Another interesting use case for WASM is making cross-language libraries. Write ...

rpeden · on Nov 15, 2023

It's awesome, but also funny that we're using WASM to reinvent COM 30 years later.

And that's not a knock on WASM. It's just that COM was pretty neat for it's time, even if it was sometimes painful in practice.

But I find it pretty nifty that I can still take a COM library written in one language and then import and use it in C++, C#, Python, Ruby, JavaScript, or Racket (and plenty of others - those are just the ones I've used COM libraries with.)

pjmlp · on Nov 16, 2023

COM is pretty much presence tense, it being the main Windows ABI since Windows Vista adopted Longhorn ideas into COM/C++ instead of .NET.

The tooling could have been improved, but I guess WinDev really loves their baroque tools.

theta_d · on Nov 17, 2023

1998 was the pinnacle of software development. VB6 composing off the shelf COM components purchased form a catalog sent in the physical mail.

Desktop apps were still a thing. The web was simple. ASP or some CGI scripts. Perfection.

brabel · on Nov 15, 2023

That's currently impossible. It requires the component model[1] to be figured out and that's taking a ridiculous amount of time because as anyone who has tried this before (and many have) this is really hard (languages have different semantics, different rules, different representations etc.).

If they do manage to get it working somehow, it will indeed be very exciting... but I've been waiting for this for several years :D (I was misled to believe this sort of modular thing was possible : but that's false unless you generate lots and lots of intermediate JS to glue different modules - and then all "communication" goes through JS, nothing goes directly from one module to another - which completely defies any possible performance advantage over just doing pure JS) so don't hold your breath.

[1] https://github.com/WebAssembly/component-model

phickey · on Nov 15, 2023

The component model is already shipping in Wasmtime, and will be stable for use in Node.js and in browsers via jco (https://github.com/bytecodealliance/jco) soon. WASI Preview 2 will be done in December or January, giving component model users a stable set of interfaces to use for scheduling, streams, and higher level functionality like stdio, filesystem, sockets, and http on an opt-in basis. You should look at wit-bindgen (https://github.com/bytecodealliance/wit-bindgen) to see some of the languages currently supported, and more that will be mature enough to use very soon (https://github.com/bytecodealliance/componentize-py)

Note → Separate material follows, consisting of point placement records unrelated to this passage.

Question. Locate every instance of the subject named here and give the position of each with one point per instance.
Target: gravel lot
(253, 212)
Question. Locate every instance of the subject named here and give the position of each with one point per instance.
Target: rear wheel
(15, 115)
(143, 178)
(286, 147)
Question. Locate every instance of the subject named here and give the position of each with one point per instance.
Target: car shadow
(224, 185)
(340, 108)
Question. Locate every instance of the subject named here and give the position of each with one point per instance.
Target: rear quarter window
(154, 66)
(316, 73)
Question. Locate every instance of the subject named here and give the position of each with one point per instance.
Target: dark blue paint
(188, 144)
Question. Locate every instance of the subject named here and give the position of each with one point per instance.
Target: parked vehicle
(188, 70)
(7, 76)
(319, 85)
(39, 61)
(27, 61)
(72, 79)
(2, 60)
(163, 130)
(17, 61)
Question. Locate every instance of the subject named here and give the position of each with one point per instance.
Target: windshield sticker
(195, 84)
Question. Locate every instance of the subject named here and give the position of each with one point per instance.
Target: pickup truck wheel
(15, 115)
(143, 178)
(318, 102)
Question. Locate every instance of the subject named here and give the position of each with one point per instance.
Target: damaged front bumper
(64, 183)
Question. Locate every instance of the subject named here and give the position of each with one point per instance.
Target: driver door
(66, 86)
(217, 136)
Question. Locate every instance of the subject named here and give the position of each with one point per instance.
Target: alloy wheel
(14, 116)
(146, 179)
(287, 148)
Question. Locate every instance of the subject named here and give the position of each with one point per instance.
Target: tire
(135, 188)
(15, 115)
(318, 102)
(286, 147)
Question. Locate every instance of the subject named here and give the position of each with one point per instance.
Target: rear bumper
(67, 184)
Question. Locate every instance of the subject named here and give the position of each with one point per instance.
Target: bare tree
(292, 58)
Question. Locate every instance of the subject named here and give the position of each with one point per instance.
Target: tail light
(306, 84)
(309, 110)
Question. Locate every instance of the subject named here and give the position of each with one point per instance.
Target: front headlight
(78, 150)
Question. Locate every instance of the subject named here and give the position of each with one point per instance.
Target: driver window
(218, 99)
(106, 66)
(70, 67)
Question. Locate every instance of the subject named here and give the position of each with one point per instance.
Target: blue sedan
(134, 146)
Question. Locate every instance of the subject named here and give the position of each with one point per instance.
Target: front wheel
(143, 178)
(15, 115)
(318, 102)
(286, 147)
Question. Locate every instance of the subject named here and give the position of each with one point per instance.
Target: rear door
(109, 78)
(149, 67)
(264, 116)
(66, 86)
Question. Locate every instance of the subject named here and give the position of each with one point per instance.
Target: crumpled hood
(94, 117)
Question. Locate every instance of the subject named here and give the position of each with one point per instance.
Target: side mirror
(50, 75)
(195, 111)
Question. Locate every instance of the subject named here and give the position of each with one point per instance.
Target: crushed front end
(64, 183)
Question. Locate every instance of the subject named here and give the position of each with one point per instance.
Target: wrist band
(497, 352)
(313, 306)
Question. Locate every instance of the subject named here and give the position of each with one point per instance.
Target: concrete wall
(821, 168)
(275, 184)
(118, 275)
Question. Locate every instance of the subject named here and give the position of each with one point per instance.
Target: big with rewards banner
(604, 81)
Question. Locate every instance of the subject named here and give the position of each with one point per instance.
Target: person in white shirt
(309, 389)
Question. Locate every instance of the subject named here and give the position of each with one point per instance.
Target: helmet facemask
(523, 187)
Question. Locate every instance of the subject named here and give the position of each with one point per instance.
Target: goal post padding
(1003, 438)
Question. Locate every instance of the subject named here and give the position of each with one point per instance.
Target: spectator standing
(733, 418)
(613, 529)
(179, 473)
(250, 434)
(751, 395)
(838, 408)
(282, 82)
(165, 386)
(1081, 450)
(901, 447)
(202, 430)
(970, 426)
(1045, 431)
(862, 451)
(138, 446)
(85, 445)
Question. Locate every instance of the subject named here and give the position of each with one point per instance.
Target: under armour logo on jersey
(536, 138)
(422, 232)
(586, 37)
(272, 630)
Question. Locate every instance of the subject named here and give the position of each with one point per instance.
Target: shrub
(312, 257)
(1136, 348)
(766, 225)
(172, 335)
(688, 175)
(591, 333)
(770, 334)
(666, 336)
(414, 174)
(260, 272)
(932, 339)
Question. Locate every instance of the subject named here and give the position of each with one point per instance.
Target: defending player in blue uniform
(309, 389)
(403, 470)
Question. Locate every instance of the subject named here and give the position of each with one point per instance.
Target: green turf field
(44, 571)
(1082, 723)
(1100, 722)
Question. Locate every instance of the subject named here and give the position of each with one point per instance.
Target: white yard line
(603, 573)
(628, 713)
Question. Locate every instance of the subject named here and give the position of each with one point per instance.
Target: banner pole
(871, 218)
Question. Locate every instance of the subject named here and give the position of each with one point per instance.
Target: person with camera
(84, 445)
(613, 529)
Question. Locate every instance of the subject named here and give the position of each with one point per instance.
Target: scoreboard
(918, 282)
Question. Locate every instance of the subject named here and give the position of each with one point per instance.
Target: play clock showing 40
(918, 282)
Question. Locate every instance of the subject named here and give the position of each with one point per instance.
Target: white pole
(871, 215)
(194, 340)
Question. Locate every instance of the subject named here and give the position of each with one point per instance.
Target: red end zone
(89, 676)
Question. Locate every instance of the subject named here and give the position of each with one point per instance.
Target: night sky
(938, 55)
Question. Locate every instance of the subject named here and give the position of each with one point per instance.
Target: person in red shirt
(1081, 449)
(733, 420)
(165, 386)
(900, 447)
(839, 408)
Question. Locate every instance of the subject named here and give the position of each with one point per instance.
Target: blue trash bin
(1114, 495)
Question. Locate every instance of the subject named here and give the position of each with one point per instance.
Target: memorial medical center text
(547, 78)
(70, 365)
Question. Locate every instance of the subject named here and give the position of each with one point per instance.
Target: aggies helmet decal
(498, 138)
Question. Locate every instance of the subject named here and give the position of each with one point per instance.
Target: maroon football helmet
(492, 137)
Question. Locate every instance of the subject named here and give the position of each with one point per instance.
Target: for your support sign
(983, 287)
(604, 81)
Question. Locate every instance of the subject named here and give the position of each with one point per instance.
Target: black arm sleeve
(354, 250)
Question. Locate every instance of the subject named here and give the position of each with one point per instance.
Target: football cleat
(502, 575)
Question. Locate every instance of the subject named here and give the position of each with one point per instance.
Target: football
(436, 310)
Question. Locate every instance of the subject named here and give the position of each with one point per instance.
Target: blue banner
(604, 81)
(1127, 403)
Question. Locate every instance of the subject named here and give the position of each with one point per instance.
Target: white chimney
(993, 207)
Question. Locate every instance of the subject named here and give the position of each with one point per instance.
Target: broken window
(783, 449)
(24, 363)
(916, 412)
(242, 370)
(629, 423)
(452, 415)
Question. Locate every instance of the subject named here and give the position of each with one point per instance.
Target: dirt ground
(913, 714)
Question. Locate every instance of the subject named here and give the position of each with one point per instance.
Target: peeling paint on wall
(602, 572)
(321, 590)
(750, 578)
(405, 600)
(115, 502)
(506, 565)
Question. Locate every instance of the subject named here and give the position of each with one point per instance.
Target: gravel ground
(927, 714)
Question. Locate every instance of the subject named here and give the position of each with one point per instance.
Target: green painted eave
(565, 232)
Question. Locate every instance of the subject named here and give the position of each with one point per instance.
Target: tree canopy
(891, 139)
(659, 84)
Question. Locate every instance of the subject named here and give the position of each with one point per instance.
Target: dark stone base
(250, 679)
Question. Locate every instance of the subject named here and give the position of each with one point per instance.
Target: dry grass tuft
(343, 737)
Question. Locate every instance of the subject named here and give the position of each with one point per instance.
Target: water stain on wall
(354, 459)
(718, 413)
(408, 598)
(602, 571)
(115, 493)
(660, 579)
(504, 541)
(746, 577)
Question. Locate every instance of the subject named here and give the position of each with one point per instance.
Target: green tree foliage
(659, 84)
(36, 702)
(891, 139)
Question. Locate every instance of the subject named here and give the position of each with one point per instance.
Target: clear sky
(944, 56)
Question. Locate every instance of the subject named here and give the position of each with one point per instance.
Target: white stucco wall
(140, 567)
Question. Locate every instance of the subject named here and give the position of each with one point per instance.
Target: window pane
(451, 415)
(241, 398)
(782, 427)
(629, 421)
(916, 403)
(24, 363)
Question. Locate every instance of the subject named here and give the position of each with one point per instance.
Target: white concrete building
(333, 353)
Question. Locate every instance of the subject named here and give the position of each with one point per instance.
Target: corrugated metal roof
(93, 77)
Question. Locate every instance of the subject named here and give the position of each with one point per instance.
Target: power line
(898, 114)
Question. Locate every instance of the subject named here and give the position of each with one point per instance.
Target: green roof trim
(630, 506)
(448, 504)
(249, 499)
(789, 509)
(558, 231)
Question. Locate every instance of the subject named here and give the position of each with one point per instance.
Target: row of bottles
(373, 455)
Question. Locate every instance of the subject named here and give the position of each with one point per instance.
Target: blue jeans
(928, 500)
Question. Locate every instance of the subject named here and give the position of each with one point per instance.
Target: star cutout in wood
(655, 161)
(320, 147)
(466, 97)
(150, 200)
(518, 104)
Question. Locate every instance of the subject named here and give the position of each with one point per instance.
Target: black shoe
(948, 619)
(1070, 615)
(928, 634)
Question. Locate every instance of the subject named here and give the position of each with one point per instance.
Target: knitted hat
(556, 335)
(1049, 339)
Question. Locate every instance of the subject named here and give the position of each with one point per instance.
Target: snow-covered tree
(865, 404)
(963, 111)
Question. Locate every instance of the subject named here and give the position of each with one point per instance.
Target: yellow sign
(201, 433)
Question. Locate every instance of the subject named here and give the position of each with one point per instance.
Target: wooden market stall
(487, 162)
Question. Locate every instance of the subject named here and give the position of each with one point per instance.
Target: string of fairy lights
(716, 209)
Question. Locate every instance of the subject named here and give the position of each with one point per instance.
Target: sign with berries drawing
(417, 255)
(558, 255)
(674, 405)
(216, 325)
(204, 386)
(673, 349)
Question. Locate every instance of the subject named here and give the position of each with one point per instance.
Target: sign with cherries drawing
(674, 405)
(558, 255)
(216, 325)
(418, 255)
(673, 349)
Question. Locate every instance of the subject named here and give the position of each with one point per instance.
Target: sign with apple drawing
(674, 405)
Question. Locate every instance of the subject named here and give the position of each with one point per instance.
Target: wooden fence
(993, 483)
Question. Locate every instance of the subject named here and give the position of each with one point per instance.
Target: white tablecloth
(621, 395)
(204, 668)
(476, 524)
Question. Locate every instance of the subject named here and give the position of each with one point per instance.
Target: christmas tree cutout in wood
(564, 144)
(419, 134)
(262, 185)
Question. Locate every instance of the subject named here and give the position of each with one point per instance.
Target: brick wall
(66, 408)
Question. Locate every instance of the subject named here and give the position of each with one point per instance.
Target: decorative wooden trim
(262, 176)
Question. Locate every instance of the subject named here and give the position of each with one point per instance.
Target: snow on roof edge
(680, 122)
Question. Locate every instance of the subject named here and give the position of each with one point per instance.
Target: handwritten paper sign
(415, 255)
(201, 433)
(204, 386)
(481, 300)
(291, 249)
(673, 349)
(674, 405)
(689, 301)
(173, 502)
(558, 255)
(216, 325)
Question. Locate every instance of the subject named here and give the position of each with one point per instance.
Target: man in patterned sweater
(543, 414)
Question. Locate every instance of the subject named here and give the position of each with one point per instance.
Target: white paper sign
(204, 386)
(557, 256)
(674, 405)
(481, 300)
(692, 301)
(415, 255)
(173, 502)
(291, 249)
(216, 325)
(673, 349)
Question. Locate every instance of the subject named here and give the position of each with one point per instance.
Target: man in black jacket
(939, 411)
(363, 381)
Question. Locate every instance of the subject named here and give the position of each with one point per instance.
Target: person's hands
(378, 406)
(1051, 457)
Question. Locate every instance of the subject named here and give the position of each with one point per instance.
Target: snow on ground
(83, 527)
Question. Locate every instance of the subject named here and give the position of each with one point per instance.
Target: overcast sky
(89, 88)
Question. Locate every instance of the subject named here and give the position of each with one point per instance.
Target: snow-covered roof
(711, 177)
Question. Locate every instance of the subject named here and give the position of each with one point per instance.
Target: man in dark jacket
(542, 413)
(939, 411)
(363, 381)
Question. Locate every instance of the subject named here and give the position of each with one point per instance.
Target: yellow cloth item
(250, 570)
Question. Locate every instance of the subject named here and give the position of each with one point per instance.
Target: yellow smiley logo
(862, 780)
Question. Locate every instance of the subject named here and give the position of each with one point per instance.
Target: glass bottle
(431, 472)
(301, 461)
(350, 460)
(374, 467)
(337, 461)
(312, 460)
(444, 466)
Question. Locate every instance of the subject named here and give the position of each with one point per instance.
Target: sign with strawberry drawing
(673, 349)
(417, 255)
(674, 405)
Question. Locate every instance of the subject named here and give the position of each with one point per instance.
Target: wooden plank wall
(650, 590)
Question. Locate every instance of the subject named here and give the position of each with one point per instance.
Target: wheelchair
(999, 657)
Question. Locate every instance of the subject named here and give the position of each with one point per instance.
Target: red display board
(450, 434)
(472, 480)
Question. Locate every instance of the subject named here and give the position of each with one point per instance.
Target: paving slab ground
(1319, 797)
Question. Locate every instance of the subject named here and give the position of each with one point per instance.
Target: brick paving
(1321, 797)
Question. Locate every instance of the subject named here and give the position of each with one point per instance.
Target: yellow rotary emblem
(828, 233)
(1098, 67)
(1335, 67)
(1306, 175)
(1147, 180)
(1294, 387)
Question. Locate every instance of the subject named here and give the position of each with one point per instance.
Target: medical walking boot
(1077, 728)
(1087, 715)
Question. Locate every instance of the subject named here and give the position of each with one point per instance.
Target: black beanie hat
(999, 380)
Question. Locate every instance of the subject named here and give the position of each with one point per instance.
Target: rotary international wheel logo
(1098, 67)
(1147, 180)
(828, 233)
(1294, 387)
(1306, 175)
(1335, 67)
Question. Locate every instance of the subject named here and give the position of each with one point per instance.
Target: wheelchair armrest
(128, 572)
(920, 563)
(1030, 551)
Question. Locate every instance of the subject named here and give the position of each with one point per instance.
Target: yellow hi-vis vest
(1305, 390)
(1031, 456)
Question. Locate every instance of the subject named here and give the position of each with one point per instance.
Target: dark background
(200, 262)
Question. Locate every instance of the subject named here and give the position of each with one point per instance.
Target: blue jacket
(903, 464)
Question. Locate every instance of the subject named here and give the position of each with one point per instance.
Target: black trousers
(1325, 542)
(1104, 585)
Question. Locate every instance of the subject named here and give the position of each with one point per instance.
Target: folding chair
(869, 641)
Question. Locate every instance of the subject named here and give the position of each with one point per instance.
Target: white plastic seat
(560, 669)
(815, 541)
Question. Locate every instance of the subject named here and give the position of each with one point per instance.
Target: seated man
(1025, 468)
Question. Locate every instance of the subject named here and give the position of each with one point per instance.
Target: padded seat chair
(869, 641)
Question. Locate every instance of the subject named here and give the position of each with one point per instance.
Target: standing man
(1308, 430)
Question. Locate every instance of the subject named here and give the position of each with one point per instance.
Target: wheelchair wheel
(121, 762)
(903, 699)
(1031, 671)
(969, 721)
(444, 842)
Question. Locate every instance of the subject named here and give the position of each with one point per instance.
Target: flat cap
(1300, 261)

Right now jco will automatically generate the JS glue code which implements a Component Model runtime on top of the JS engine's existing WebAssembly implementation. So, yes, Components are a composition of Wasm Modules and JS code is handling passing values from one module/instance to another. You still get the performance benefits of running computation in Wasm.

One day further down the standardization road, we would like to see Web engines ship a native implementation of the Component Model, which might be able to make certain optimizations that the JS implementation cannot. Until then you can consider jco a polyfill for a native implementation, and it still gives you the power to compose isolated programs written in many languages and run them in many different contexts, including the Web.

(Disclosure: I am co-chair of WASI, Wasmtime maintainer, implemented many parts of WASI/CM)

brabel · on Nov 15, 2023

Hm, ok so it seems there has finally been progress since I stopped looking (around a year ago, I was very actively following developments for a couple of years before that but got tired). I will check wit-bindgen and jco and see if I can finally make my little compiler emit code that can be called from other languages and vice versa without myself generating any JS glue code.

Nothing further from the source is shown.